I continued to weed for a while longer under the cat’s watchful eye until he stood up, arched his back and stretched as if mirroring my motions inside the garden.  When I straightened up to get a better look at him, he sat down and stared directly back at me.  A solid mask of black ringed his eyes and square forehead.  His hind legs were especially long and his chest stocky and wide.  But his most distinguishing feature was the absence of anything more than a knob for a tail.

“I’m calling him Sherman,” I told Kit a week after the cat had become a regular fixture on the back deck, “because he’s built like a tank.  The only problem is that he’s  a she, and if I’m not mistaken, quite pregnant.  We’ll have to keep her, at least until the kittens are born.”

With that settled, Sherman took up residence on an old towel in a chair on the back porch, eating every last kibble that came her way and growing rounder by the day.  Knowing she would need a sheltered nest for her kittens, I hauled a fresh bale of straw into the former chicken house behind our barn that has served as a brooder house for all of our ducks and geese. After vacuuming out the cobwebs, I set it up with a heat lamp for cool nights, a small rotating fan for hot afternoons, a litter box, and bowls for kibbles and water. 

Finally, I carried Sherman into her cozy quarters and set her down on the bed of golden straw. Two days later, she delivered four beautiful offspring, rolled over, pushed her solid body into the soft straw, and purred adoringly at her precious kindle of kittens.  The largest was a gray male with a white underbelly and no tail; the others were all calicos, only one of which had a tail. 

“You are Manx cats,” I explained to Sherman and her sleepy caboodle one afternoon, “intelligent, friendly, rumbustious creatures, very solid and British of breed with a rabbity gait because your hind legs are longer than the front.  You are also especially easy to train and love playing with children. A Manx with no tail whatsoever is called a ‘Rumpy’ and those with a wee bit of a tail like all of you are ‘Stumpies’.”

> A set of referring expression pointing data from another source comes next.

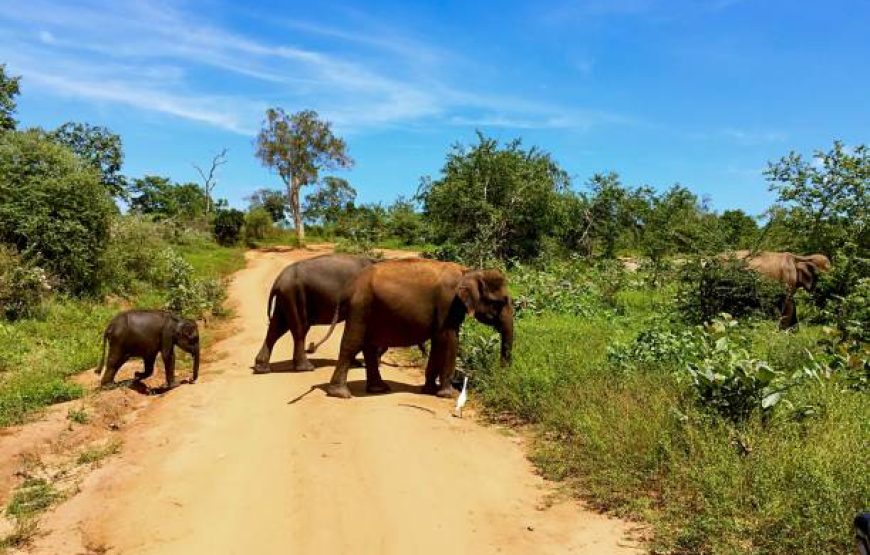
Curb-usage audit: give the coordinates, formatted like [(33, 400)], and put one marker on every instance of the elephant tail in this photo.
[(99, 368), (311, 346), (271, 304)]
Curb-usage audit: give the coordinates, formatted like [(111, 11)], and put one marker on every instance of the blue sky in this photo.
[(695, 92)]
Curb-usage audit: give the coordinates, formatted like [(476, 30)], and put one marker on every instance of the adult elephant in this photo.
[(792, 270), (306, 294), (399, 303)]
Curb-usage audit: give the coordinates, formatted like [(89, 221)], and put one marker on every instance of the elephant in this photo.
[(399, 303), (145, 333), (792, 270), (305, 294)]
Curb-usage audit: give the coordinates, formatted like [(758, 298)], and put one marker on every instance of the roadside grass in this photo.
[(37, 355), (636, 442), (97, 453)]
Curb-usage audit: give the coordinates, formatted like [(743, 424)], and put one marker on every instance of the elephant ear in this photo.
[(469, 291)]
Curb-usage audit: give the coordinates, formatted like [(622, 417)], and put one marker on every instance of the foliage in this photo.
[(135, 244), (738, 230), (298, 146), (494, 201), (53, 209), (258, 224), (271, 200), (23, 286), (712, 287), (10, 87), (99, 147), (824, 201), (332, 198), (161, 198), (228, 226), (186, 294)]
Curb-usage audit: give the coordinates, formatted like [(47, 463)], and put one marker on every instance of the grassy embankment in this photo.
[(38, 355), (629, 433)]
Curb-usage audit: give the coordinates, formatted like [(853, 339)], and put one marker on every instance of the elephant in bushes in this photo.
[(145, 333), (793, 270), (399, 303), (306, 294)]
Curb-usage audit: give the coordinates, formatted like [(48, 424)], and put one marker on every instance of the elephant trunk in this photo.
[(506, 327), (195, 364)]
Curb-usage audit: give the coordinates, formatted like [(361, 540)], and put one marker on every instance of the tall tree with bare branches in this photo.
[(298, 146), (209, 180)]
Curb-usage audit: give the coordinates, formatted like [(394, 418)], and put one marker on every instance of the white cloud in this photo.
[(153, 56)]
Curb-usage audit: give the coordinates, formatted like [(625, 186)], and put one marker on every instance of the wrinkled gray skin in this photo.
[(306, 294), (145, 333)]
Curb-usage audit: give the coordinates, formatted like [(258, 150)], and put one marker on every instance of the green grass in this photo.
[(636, 443), (96, 454), (38, 355)]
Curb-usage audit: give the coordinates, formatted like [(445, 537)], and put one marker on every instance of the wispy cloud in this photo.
[(154, 56)]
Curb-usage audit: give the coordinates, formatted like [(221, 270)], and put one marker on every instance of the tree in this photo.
[(738, 229), (99, 147), (272, 201), (298, 147), (228, 226), (494, 201), (824, 202), (209, 180), (162, 198), (53, 209), (10, 87), (334, 196)]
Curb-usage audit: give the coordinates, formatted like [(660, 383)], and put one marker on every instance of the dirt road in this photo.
[(261, 464)]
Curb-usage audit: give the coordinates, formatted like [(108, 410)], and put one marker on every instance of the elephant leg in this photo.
[(277, 328), (448, 365), (351, 344), (789, 313), (374, 382), (115, 360), (148, 370), (300, 358), (435, 362), (169, 367)]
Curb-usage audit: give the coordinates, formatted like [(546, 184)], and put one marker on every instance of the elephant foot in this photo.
[(377, 387), (304, 366), (262, 368), (338, 390), (429, 389), (446, 392)]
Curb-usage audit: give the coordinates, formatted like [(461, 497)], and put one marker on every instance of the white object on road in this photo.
[(463, 397)]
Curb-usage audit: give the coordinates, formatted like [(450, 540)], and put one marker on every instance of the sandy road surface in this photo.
[(231, 465)]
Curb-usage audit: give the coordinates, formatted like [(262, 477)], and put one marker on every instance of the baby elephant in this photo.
[(144, 333)]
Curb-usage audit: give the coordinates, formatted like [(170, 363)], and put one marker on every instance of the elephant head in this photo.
[(186, 335), (485, 296)]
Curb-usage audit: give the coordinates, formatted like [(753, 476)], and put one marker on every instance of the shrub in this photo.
[(258, 224), (53, 209), (133, 253), (228, 226), (185, 294), (23, 287), (708, 288)]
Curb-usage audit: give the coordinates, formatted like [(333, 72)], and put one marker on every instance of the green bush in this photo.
[(23, 287), (53, 209), (185, 293), (133, 253), (228, 226), (708, 288)]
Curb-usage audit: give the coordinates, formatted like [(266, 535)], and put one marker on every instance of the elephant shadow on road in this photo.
[(287, 366), (358, 389)]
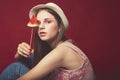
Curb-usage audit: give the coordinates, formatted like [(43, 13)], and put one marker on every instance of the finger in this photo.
[(24, 47), (22, 54)]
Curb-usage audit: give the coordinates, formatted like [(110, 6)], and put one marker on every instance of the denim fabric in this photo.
[(14, 71)]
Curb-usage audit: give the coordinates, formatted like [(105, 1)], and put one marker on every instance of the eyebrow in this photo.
[(47, 19)]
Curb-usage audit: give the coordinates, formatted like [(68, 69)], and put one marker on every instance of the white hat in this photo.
[(55, 8)]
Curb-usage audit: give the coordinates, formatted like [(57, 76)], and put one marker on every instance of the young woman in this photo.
[(54, 56)]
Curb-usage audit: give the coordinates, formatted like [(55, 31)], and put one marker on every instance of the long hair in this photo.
[(41, 48)]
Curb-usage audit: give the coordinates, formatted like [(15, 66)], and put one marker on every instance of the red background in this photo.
[(94, 25)]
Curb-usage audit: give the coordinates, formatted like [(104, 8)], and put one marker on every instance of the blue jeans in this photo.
[(14, 71)]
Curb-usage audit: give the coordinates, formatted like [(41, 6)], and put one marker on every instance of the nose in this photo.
[(41, 26)]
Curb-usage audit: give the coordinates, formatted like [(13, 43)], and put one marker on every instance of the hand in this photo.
[(24, 49)]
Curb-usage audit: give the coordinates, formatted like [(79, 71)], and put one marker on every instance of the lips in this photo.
[(42, 33)]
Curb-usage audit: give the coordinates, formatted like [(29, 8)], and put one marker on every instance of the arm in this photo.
[(51, 61), (23, 50)]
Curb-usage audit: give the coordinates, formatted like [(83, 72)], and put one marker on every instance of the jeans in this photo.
[(14, 71)]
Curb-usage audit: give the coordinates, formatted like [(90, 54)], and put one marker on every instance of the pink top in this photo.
[(82, 73)]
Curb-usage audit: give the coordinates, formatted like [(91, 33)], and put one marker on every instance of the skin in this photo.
[(61, 56)]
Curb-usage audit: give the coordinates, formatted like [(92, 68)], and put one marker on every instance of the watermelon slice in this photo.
[(33, 22)]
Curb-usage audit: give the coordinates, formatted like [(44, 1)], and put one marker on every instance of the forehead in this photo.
[(43, 14)]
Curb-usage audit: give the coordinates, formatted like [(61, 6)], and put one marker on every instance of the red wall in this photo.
[(94, 25)]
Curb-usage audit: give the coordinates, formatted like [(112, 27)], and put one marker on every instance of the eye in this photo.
[(38, 22)]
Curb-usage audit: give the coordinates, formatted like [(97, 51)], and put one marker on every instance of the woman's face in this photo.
[(48, 27)]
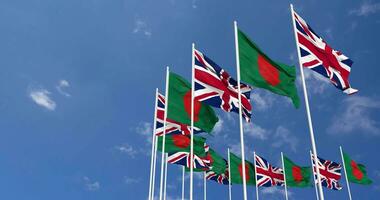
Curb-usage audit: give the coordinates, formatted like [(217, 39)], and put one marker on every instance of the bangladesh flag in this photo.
[(237, 171), (258, 70), (297, 176), (179, 106), (217, 163), (181, 143), (356, 173)]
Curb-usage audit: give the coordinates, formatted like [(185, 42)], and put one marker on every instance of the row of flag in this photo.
[(260, 172), (187, 109)]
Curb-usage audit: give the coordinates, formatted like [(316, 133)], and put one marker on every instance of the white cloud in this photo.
[(283, 137), (62, 84), (255, 131), (355, 115), (142, 27), (91, 185), (127, 149), (145, 129), (41, 97), (366, 8)]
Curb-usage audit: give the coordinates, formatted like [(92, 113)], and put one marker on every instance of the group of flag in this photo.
[(213, 87)]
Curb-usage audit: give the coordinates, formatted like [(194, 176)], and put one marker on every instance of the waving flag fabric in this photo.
[(215, 87), (237, 170), (178, 149), (330, 173), (267, 175), (183, 158), (218, 171), (172, 127), (356, 173), (297, 176), (317, 55), (219, 178)]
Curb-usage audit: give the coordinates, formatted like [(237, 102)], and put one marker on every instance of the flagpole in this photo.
[(192, 122), (204, 186), (283, 168), (240, 113), (183, 182), (164, 133), (257, 188), (166, 174), (153, 147), (345, 173), (229, 175), (314, 148), (154, 166), (312, 169)]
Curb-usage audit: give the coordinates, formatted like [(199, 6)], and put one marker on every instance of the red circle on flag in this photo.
[(246, 171), (181, 141), (187, 104), (356, 171), (268, 71), (297, 174)]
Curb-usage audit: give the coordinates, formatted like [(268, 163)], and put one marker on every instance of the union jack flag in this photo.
[(317, 55), (329, 172), (219, 178), (215, 87), (172, 127), (183, 158), (268, 175)]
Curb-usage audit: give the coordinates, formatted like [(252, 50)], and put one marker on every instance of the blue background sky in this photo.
[(77, 88)]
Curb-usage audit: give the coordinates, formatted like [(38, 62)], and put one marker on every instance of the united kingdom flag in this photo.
[(183, 158), (215, 87), (317, 55), (268, 175), (329, 172), (172, 127)]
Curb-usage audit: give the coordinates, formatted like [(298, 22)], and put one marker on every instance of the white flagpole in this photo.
[(314, 148), (345, 173), (257, 188), (192, 122), (240, 112), (166, 174), (229, 175), (153, 147), (312, 169), (164, 133), (283, 168), (154, 167), (183, 182), (204, 186)]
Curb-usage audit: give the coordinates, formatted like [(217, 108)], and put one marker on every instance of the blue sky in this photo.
[(77, 88)]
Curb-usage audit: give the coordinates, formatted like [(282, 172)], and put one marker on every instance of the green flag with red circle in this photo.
[(179, 105), (237, 171), (258, 70), (356, 173), (297, 176), (181, 143)]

“Goodnight, little darlings,” I said, realizing the kittens were all sound asleep. 

After I wrote a newspaper column about Sherman, a wonderful family from Macon, MO adopted her and three of her kittens. We kept one—a true rumpy with a black facemask and intelligent, black eyes.  We named her Phantom, soon shortened to Fanny because of her round, no-tail rump.

Fanny grew to be a hefty cat like her mother, spending her first year exploring Breakfast Creek, then seven months in the high desert of New Mexico before returning to Missouri and settling into Boomerang Creek with Kit, our other two cats Pooh and Scribbles, and me for the rest of her long life.

There she freely explored the meadow, woods and creek on our five acres, shadowing me outdoors as I gardened and moved about.   Summers she napped in the shade garden or on the porch, and winter evenings she stretched full length atop my lap, warmed by our Buck stove. 

On our final Mother’s Day in Missouri in 2021, Fanny visited the creek below the house one final time and died peacefully the next morning next to me on our bed. Like her mother Sherman, Fanny was an extraordinarily intelligent cat—beloved and missed to this day.